Pseudo code of my actual code:

create function CALCULATE_nu ( a number, B number )

return number as

c number;

begin

C := a+ B;

return c;

end;

/

set serveroutput on;

begin

  case when CALCULATE_NU (5,7) > 10 then

    DBMS_OUTPUT.PUT_LINE('Number is greater than 10');

  else

    DBMS_OUTPUT.PUT_LINE('Number is less than 10');

  end case;

end;

/

During Code review, my reviewer asked me to store the Function- return value in varaible and validate by if or case statement.

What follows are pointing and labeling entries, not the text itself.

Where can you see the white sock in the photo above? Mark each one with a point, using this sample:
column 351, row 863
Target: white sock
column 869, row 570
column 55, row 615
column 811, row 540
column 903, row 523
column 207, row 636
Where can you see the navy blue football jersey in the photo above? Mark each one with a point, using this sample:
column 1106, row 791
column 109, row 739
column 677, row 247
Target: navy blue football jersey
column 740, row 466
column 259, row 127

Can anyone tell me the difference between calling directly in Case statement or proposed method different?

Is there any issue in calling Function in case statement like above code?

Tagged:
Billy VerreynneBEDEJonathan LewisJeevan Anand

Answers

  • BEDE
    BEDE Oracle Developer Member Posts: 2,303 Gold Trophy
    edited Aug 27, 2019 1:19AM

    If the function is not deterministic and it is called several times with the very same parameters, then it's best to store the return value in a variable in order to avoid computing again and again the same thing.

    On of the most monumental piece of code I encountered which shows how not to use functions was something like below:

    if f(x,y,z)=1 then

    ...

    elsif f(x,y,z)=2 then

    ...

    else

    ...

    end if;

    So, the same function was computed twice...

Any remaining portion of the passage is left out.